Panic blinds me to everything but the need to escape.Now.
I fight to break out of Aron’s hold. I’m surrounded by his men, and I know I likely won’t get far, but now that I know what’s in store for me, I don’t care.
I have to get away.
This time it isn’t a palm that drives me off my feet, but a fist.
I sit stunned on the ground, one hand cupping my throbbing jaw and my eyes filled with tears.
“Try that again, and I’ll break your neck and leave your body for him to find. Do you understand?”
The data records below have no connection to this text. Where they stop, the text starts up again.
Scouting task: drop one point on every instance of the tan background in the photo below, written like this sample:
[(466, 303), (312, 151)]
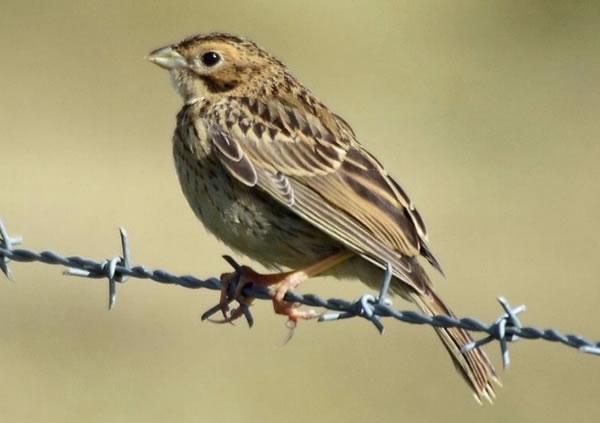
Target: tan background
[(487, 112)]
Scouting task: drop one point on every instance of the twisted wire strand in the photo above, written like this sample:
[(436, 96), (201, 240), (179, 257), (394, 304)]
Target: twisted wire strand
[(507, 328)]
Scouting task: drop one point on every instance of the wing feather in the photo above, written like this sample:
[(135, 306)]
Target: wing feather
[(315, 166)]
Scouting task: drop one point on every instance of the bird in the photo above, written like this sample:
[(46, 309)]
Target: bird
[(277, 176)]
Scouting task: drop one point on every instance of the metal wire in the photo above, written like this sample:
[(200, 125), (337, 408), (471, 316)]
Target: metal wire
[(507, 328)]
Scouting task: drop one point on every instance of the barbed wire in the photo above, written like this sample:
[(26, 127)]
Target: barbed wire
[(505, 329)]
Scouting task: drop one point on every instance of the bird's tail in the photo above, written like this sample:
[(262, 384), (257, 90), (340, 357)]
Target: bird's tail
[(474, 366)]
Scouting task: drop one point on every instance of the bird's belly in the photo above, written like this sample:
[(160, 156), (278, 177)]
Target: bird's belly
[(246, 218)]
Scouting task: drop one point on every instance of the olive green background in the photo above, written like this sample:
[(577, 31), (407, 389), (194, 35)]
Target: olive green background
[(486, 112)]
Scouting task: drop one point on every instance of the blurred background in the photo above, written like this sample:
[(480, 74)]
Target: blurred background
[(486, 112)]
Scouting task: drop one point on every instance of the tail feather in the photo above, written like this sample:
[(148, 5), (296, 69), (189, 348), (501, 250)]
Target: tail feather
[(474, 366)]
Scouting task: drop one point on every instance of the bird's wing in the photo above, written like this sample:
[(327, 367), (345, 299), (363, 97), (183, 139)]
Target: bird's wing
[(310, 162)]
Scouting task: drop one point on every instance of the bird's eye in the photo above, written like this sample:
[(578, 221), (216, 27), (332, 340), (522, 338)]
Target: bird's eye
[(210, 58)]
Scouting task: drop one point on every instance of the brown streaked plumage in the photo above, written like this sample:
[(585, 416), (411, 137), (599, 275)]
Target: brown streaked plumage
[(277, 176)]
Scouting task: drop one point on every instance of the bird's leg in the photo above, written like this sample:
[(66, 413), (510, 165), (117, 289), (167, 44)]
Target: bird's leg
[(279, 284)]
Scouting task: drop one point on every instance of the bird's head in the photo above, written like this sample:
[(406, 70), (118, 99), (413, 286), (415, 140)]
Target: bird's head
[(216, 64)]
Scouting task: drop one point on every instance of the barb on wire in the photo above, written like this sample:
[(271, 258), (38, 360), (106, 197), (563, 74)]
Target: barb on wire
[(507, 328)]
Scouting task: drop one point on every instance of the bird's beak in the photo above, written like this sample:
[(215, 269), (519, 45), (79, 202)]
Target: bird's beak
[(167, 58)]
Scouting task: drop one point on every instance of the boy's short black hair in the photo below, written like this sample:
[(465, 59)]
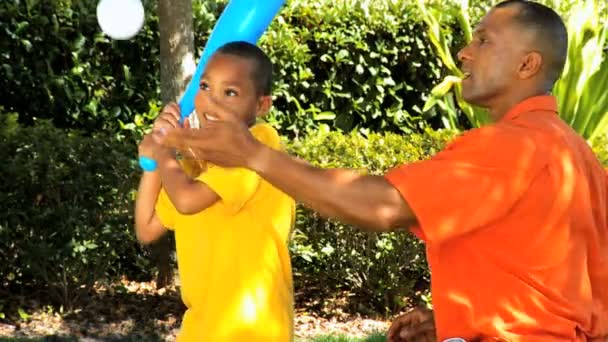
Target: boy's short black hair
[(550, 31), (262, 71)]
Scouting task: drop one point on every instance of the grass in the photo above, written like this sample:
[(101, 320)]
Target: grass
[(377, 337)]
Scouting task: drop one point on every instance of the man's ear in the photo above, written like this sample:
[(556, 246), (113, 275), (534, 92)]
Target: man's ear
[(264, 104), (531, 64)]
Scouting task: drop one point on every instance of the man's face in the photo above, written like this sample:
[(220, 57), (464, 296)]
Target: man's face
[(491, 60), (227, 91)]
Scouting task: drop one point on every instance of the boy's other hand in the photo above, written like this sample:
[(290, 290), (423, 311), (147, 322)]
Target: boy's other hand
[(228, 144)]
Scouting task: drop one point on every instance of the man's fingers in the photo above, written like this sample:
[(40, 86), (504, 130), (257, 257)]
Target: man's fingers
[(398, 324), (424, 329)]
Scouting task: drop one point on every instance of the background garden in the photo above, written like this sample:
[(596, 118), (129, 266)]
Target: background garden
[(360, 84)]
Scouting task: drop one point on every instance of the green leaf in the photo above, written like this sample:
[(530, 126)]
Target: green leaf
[(24, 316)]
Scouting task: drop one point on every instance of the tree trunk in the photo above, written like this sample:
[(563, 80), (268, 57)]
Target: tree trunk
[(176, 69)]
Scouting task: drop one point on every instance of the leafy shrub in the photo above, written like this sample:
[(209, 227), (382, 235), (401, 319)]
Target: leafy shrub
[(56, 64), (378, 270), (355, 65), (66, 218)]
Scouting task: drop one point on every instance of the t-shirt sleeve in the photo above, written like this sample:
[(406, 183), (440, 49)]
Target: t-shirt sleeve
[(236, 186), (165, 210), (475, 180)]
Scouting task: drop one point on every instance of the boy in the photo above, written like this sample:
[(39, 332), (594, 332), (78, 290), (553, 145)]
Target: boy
[(231, 226)]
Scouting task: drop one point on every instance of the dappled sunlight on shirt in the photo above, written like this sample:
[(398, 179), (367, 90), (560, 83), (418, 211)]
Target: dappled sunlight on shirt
[(515, 221)]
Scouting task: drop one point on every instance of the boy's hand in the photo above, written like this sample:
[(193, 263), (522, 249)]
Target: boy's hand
[(149, 146), (416, 325)]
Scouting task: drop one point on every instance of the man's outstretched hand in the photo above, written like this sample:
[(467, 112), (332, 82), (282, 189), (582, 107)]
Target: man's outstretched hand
[(417, 325), (223, 143)]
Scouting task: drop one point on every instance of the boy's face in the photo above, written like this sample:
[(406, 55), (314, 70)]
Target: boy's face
[(227, 84)]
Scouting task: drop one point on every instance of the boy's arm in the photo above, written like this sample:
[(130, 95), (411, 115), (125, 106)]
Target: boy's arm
[(187, 195), (148, 227)]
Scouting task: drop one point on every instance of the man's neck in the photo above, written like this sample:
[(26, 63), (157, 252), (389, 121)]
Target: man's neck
[(499, 110)]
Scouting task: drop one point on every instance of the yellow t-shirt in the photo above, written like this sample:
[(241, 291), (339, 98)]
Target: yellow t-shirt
[(232, 257)]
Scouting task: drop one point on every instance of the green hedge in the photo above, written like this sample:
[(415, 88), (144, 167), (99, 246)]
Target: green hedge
[(67, 211), (361, 64), (378, 271)]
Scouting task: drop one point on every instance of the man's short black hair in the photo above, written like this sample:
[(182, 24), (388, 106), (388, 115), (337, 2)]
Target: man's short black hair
[(262, 70), (550, 33)]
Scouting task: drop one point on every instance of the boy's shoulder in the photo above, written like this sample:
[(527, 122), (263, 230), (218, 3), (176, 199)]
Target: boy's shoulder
[(266, 134)]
I know I’m valuable to him because I can give him something that no one else can. A born shifter girl. But right now, the coldness in his voice makes me believe he’ll do it. So I nod.
“Get up.”
The combination of the punch and a lack of food makes getting up a dizzying and slow task, but I push myself to my feet. The second I’m up, Aron grabs my arm and goes back to dragging me through the forest at a pace that’s fine for his long legs, but means I will continue to spend the rest of the day half-running to keep up.
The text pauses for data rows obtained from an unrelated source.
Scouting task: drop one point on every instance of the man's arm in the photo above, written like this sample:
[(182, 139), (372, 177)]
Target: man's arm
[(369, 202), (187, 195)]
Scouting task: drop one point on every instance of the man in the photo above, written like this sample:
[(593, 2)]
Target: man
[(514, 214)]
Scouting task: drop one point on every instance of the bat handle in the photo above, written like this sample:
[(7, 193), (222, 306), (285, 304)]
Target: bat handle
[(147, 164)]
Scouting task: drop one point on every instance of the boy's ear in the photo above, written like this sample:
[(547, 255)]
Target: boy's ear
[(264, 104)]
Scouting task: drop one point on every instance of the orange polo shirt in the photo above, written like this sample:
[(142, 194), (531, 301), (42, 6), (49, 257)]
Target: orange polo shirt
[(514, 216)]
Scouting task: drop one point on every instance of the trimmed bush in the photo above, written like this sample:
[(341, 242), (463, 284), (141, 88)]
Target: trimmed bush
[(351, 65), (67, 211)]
As my legs burn with exertion, the same mantra runs over and over in my head.
Please don’t let there be a cave for a hundred miles. Please let Shay kill all of them before it’s night.
It’s all I think about, so I can almost ignore Aron’s grip on me and the slowly darkening sky, or that the last time I ate was back in the treehouse.
As night approaches, it gets colder and colder, until my teeth chatter and my feet feel like frozen blocks of ice.
I’ve just started worrying about frostbite when a man hurries toward us from the front. Aron slows.
My heart pounds harder with every step he approaches. I search the man’s expression so I can work out if it’s good news for me: more men are dead, or bad news: they’ve found a cave.
“Alpha?” The man stops a few feet away.
“You’ve found a place?”
I hold my breath.
The man nods. “About a mile east. We should reach it before it’s fully dark.”
My eyes close, and I release a slow breath.
“Good. Go back and secure it. Start a fire and send a couple of men to hunt some meat.” I feel Aron’s gaze on the side of my face. “Set up the bedding in a corner. I won’t be eating with the men.”
No. He’ll be busy doing something else.
Something that fills me with horror.
Footsteps move away, but I don’t open my eyes. “What’s the matter, Lexa?” Aron murmurs. He sounds like he’s smiling, pleased now that at least something is going his way. “I thought all women liked babies.”
“Some do. It’s the rape most would have a problem with.”
Silence follows words I’d only intended to say in my head. With my eyes closed, I feel more of the other men—the last surviving ones—that is, turn to me. When nothing immediately happens, I peel my eyelids open.
Although I brace myself for another slap or punch, it doesn’t come.
Aron releases my arm for a rare moment, but there’s no relief from freedom, because he stretches a hand toward my face.
I flinch.
His lips curve in a smile. Closing his fingers around my chin, he tilts my head up.